Re: [PATCH v2] mm, dump_page: do not crash with bad compound_mapcount()

From: Vlastimil Babka <vbabka@suse.cz>
To: Matthew Wilcox <willy@infradead.org>
Cc: John Hubbard <jhubbard@nvidia.com>,
	Andrew Morton <akpm@linux-foundation.org>,
	LKML <linux-kernel@vger.kernel.org>,
	linux-mm@kvack.org, cai@lca.pw, kirill@shutemov.name,
	rppt@linux.ibm.com, william.kucharski@oracle.com,
	"Kirill A . Shutemov" <kirill.shutemov@linux.intel.com>
Subject: Re: [PATCH v2] mm, dump_page: do not crash with bad compound_mapcount()
Date: Thu, 6 Aug 2020 17:53:10 +0200	[thread overview]
Message-ID: <da00f435-a867-0108-8855-872019d85d44@suse.cz> (raw)
In-Reply-To: <20200806153938.GO23808@casper.infradead.org>

On 8/6/20 5:39 PM, Matthew Wilcox wrote:
>> >> +++ b/mm/huge_memory.c
>> >> @@ -2125,7 +2125,7 @@ static void __split_huge_pmd_locked(struct vm_area_struct *vma, pmd_t *pmd,
>> >>  	 * Set PG_double_map before dropping compound_mapcount to avoid
>> >>  	 * false-negative page_mapped().
>> >>  	 */
>> >> -	if (compound_mapcount(page) > 1 && !TestSetPageDoubleMap(page)) {
>> >> +	if (head_mapcount(page) > 1 && !TestSetPageDoubleMap(page)) {
>> > 
>> > I'm a little nervous about this one.  The page does actually come from
>> > pmd_page(), and today that's guaranteed to be a head page.  But I'm
>> > not convinced that's going to still be true in twenty years.  With the
>> > current THP patchset, I won't allocate pages larger than PMD order, but
>> > I can see there being interest in tracking pages in chunks larger than
>> > 2MB in the future.  And then pmd_page() might well return a tail page.
>> > So it might be a good idea to not convert this one.
>> 
>> Hmm the function converts the compound mapcount of the whole page to a
>> HPAGE_PMD_NR of base pages.
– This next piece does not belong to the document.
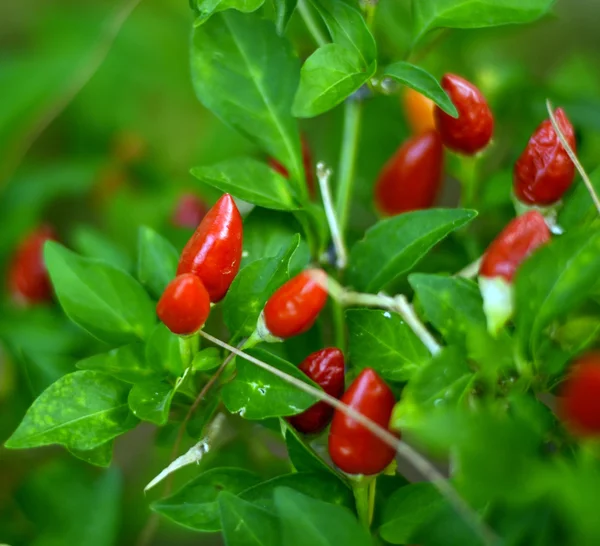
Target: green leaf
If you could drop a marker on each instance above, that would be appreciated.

If suddenly the compound page was bigger than a pmd,
>> then I guess this wouldn't work properly anymore without changes anyway?
>> Maybe we could stick something like VM_BUG_ON(PageTransHuge(page)) there as
>> "enforced documentation" for now?
> 
> I think it would work as-is.  But also I may have totally misunderstood it.
> I'll write this declaratively and specifically for x86 (PMD order is 9)
> ... tell me when I've made a mistake ;-)
> 
> This function is for splitting the PMD.  We're leaving the underlying
> page intact and just changing the page table.  So if, say, we have an
> underlying 4MB page (and maybe the pages are mapped as PMDs in this
> process), we might get subpage number 512 of this order-10 page.  We'd
> need to check the DoubleMap bit on subpage 1, and the compound_mapcount
> also stored in page 1, but we'd only want to spread the mapcount out
> over the 512 subpages from 512-1023; we wouldn't want to spread it out
> over 0-511 because they aren't affected by this particular PMD.
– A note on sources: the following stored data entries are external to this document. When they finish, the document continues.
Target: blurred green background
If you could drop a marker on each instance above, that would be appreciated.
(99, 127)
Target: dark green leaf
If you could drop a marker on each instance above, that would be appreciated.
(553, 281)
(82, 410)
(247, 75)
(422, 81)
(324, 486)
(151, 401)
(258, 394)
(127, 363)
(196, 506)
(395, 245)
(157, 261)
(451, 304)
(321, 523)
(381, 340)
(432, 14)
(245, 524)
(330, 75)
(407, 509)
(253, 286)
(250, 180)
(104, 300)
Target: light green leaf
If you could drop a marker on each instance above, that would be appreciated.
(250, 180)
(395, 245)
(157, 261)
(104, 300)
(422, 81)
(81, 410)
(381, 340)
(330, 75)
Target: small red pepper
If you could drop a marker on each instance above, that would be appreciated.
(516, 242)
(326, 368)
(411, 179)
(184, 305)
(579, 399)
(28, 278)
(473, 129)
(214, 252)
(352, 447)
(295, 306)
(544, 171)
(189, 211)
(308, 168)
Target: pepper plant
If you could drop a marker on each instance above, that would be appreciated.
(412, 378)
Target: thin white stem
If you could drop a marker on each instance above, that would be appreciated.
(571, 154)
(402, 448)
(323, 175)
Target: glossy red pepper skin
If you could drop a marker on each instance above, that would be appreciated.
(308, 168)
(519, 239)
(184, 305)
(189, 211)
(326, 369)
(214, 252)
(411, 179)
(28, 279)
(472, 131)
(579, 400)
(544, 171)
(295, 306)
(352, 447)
Yeah, and then we decrease the compound mapcount, which is a counter of "how
many times is this compound page mapped as a whole". But we only removed (the
second) half of the compound mapping, so imho that would be wrong?
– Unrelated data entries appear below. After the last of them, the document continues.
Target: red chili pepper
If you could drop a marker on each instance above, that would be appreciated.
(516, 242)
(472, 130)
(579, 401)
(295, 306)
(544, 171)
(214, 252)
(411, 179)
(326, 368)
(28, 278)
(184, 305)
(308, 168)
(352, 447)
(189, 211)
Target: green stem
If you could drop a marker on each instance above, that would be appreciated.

> Having to reason about stuff like this is why I limited the THP code to
> stop at PMD order ... I don't want to make my life even more complicated
> than I have to!

Kirill might correct me but I'd expect the THP code right now has baked in many
assumptions about THP pages being exactly HPAGE_PMD_ORDER large?